Qu’ils soient simples porteurs d’eau ou célèbres maillots jaunes, ils sont nombreux à avoir rencontré cet homme au marteau, mauvais génie qui vous casse le moral sur les routes du Tour. Surtout qu’il n’épargne personne à commencer par les plus grands. Que ce soit Anquetil, Merckx, Hinault ou Indurain, les quintuples vainqueurs du Tour ont tous connu une défaillance en montagne. Tout sauf un hasard.

La défaillance n’épargne pas les plus grands

« Personne n’est à l’abri. La défaillance arrive le plus souvent quand tu es en forme, que tu es au-dessus de ton réel niveau. Et quand tu es maillot jaune, tu te sublimes. C’est pour ça que la défaillance est inattendue. Le coureur est au top de sa forme et d’un coup, le corps lâche », poursuit Christian Palka.

Dans l’histoire du Tour, certaines défaillances ont été plus impressionnantes que d’autres C’est le cas de celle de Maurice Archambaud lors du Tour 1933. Maillot jaune au départ de la neuvième étape entre Gap et Digne, le Parisien, membre de l’équipe de France, va vivre un véritable calvaire dans l’ascension du col de Vars.

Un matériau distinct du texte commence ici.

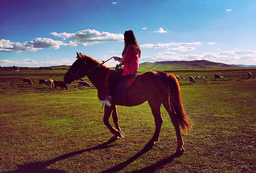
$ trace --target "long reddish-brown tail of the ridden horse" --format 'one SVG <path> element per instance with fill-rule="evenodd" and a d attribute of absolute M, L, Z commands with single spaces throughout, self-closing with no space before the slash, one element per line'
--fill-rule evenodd
<path fill-rule="evenodd" d="M 179 81 L 174 75 L 168 75 L 169 81 L 169 106 L 171 111 L 176 114 L 179 126 L 184 134 L 187 134 L 188 130 L 191 130 L 191 122 L 189 117 L 185 113 L 183 104 L 181 101 L 181 90 L 179 87 Z"/>

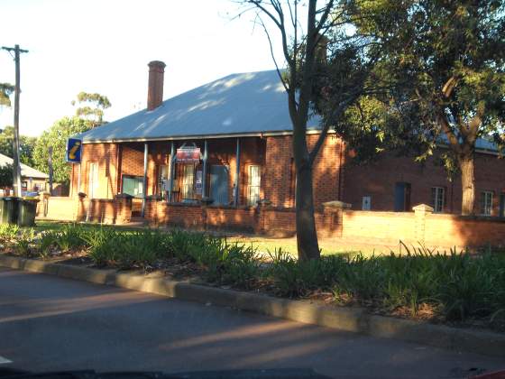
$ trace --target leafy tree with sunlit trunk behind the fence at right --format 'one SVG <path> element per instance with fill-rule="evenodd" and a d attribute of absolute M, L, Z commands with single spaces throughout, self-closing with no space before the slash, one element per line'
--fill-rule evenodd
<path fill-rule="evenodd" d="M 358 25 L 359 32 L 396 36 L 383 51 L 388 64 L 382 74 L 396 83 L 383 104 L 397 130 L 378 123 L 375 132 L 397 139 L 409 134 L 407 140 L 421 149 L 419 158 L 447 145 L 445 162 L 455 162 L 461 174 L 462 213 L 472 214 L 475 143 L 505 141 L 505 6 L 498 0 L 361 2 L 376 14 L 385 4 L 399 23 L 384 26 L 378 18 Z"/>

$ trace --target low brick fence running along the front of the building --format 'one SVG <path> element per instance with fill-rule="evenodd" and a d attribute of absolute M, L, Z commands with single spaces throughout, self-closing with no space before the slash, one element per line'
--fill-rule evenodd
<path fill-rule="evenodd" d="M 131 221 L 133 202 L 115 199 L 50 198 L 45 216 L 43 202 L 38 217 L 59 220 L 127 224 Z M 448 249 L 505 245 L 505 219 L 435 214 L 433 208 L 419 205 L 413 212 L 378 212 L 351 210 L 344 203 L 326 203 L 315 214 L 317 234 L 343 243 L 367 245 L 426 245 Z M 197 230 L 235 230 L 269 236 L 294 236 L 294 208 L 212 207 L 168 204 L 149 199 L 145 218 L 153 225 L 181 226 Z"/>

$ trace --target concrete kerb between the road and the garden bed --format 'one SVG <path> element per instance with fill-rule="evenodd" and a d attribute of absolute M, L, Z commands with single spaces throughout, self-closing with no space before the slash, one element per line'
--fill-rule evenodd
<path fill-rule="evenodd" d="M 188 282 L 174 282 L 165 278 L 151 278 L 135 273 L 116 273 L 114 270 L 96 270 L 2 254 L 0 254 L 0 266 L 113 285 L 179 300 L 211 303 L 373 337 L 396 338 L 449 350 L 505 357 L 505 335 L 489 331 L 449 328 L 408 319 L 370 315 L 362 309 L 330 308 L 305 301 L 272 298 L 252 292 L 225 290 Z"/>

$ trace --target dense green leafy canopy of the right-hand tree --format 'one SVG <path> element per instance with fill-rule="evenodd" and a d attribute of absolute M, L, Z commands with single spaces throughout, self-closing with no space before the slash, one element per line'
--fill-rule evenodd
<path fill-rule="evenodd" d="M 505 5 L 496 0 L 355 0 L 363 35 L 390 35 L 372 78 L 389 83 L 362 97 L 344 134 L 358 154 L 403 149 L 418 160 L 445 142 L 452 157 L 471 159 L 477 138 L 503 144 L 505 121 Z M 372 15 L 367 17 L 366 15 Z M 345 130 L 347 128 L 347 130 Z M 339 130 L 340 131 L 340 130 Z M 457 171 L 457 170 L 456 170 Z"/>

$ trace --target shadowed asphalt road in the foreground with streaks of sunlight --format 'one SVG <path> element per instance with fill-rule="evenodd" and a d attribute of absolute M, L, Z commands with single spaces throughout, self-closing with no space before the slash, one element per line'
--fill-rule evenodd
<path fill-rule="evenodd" d="M 310 367 L 333 377 L 457 378 L 505 362 L 0 269 L 0 368 L 7 366 L 167 373 Z"/>

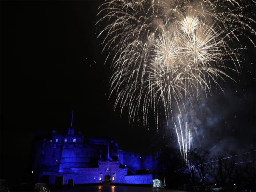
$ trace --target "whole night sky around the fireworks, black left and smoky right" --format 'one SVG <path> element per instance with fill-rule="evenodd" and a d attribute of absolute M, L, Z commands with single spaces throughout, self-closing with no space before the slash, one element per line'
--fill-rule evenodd
<path fill-rule="evenodd" d="M 13 173 L 18 178 L 29 168 L 30 144 L 38 132 L 67 134 L 72 110 L 75 131 L 86 138 L 113 138 L 125 150 L 150 152 L 161 138 L 173 138 L 173 126 L 156 133 L 152 124 L 146 131 L 114 112 L 114 98 L 108 99 L 111 72 L 109 63 L 104 65 L 108 53 L 102 53 L 95 26 L 100 4 L 1 1 L 2 178 Z M 255 149 L 256 54 L 251 44 L 247 48 L 242 73 L 230 74 L 236 82 L 220 82 L 225 93 L 216 89 L 195 102 L 196 118 L 188 118 L 195 127 L 194 147 Z"/>

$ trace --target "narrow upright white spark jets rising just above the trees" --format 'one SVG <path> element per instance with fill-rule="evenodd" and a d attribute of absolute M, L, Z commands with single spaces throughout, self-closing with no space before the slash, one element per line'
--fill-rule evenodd
<path fill-rule="evenodd" d="M 174 123 L 174 127 L 176 130 L 177 140 L 178 140 L 178 144 L 180 147 L 180 155 L 185 162 L 188 162 L 189 154 L 190 154 L 190 130 L 187 132 L 187 122 L 186 122 L 185 139 L 184 139 L 184 137 L 183 137 L 184 130 L 182 130 L 179 116 L 178 116 L 178 121 L 179 121 L 179 125 L 180 125 L 180 132 L 178 132 L 178 129 L 177 129 L 177 126 L 175 123 Z"/>

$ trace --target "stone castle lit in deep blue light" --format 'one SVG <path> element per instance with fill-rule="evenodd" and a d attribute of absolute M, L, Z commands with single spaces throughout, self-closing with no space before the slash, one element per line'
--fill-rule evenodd
<path fill-rule="evenodd" d="M 68 129 L 68 134 L 56 134 L 36 143 L 34 170 L 38 181 L 48 184 L 114 182 L 120 184 L 152 184 L 156 177 L 157 156 L 127 152 L 118 143 L 90 138 L 84 142 L 80 131 Z"/>

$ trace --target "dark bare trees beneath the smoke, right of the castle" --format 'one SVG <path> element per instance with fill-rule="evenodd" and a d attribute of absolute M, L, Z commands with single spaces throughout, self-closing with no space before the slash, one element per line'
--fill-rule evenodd
<path fill-rule="evenodd" d="M 195 148 L 190 151 L 189 162 L 182 160 L 178 150 L 162 151 L 159 156 L 158 176 L 164 177 L 166 186 L 177 188 L 185 183 L 218 184 L 248 188 L 255 191 L 256 150 L 237 154 L 227 148 L 218 154 Z"/>

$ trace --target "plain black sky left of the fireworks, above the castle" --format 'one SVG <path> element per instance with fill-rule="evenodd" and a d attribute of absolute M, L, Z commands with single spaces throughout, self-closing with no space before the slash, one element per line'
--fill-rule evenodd
<path fill-rule="evenodd" d="M 109 68 L 95 27 L 102 2 L 1 1 L 2 177 L 29 167 L 38 131 L 67 134 L 72 110 L 86 138 L 113 138 L 137 151 L 150 144 L 140 138 L 151 133 L 130 126 L 108 100 Z"/>

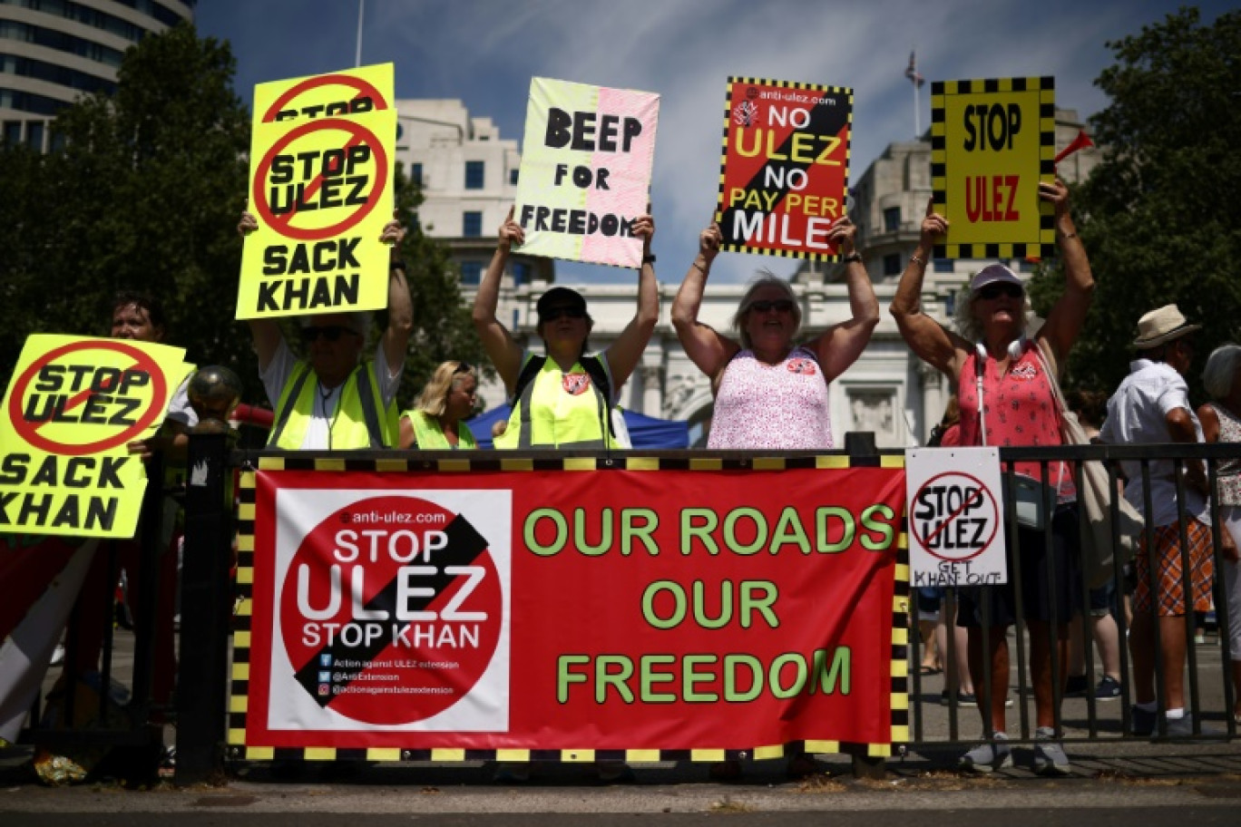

La défaillance de Maurice Archambaud en 1933

Dans Paris Soir, le journaliste Gaston Bénac raconte la scène vécue de l’intérieur. « Archambaud s’écroule au sommet du col. Il défaille, il pleure, on crie : " Allez Archambaud, courage ! " Et après quelques secondes d’arrêt, il remonte en compagnie de Leducq [un coéquipier]. Hélas ! il a probablement perdu son maillot jaune. »



Toujours dans Paris Soir, le reporter Albert Baker d’Isy décrit l’agonie du coureur « Archambaud, les traits crispés, a l’air d’avoir 50 ans. Il s’affale le long d’une voiture. On lui passe une bouteille d’armagnac. […] Maurice Archambaud est incapable du moindre mouvement. On le hisse sur son vélo et, tiré par Leducq et poussé par Lapébie, il s’élance à son tour dans la descente. ».

A l’arrivée à Digne, Archambaud perd 15 minutes dans une étape remportée par son coéquipier Français Georges Speicher. Celui qui remportera cette édition du Tour de France revient sur cette défaillance le 16 août 1933, moins d’un mois après son sacre, dans les colonnes de Match. Dans un article appelé « Comment j’ai gagné le Tour de France », Speicher détaille ses sentiments ambigus quand son compagnon de chambre s’est effondré.

Speicher prend le dessus sur Archambaud dans le col du Galibier lors du Tour de France 1933
Speicher prend le dessus sur Archambaud dans le col du Galibier lors du Tour de France 1933 - AFP

Speicher raconte la détresse de son coéquipier

« Je ne connus pas tout de suite cet incident, ni sa gravité, parce que j’étais parti avec les hommes de tête, me sentant bien en jambes. Ce furent mes camarades demeurés en arrière qui purent voir Archambaud mal en point et l’aidèrent de tout leur pouvoir. Que serait-il arrivé si ce matin-là, je ne m’étais pas enfui ? J’aurais assisté au recul de Maurice et j’aurais fait mon devoir qui consistait à l’aider. Je n’avais pas à choisir. […] Je n’avais plus qu’un objectif : battre Guerra et venger Archambaud pour qui je ne pouvais être d’aucune aide. »



Georges Speicher revient aussi sur la détresse de son coéquipier dans le huis clos de leur chambre d’hôtel. « Il était à bout, seulement soutenu par ses nerfs. Ses nerfs bientôt le trahirent aussi et il eut une crise douloureuse. La perte de ce maillot, pour la conquête duquel il avait si durement travaillé, lui paraissait une injustice abominable. Il était le vaincu qui ne veut pas se rendre. »

D’ailleurs, Archambaud ne s’est pas rendu après cette déconvenue. Deux jours plus tard, il reprendra le maillot jaune en remportant la 11e étape entre Nice et Cannes avant de céder définitivement la tunique à son pote Speicher. La preuve qu’on peut toujours se remettre des coups de l’homme au marteau.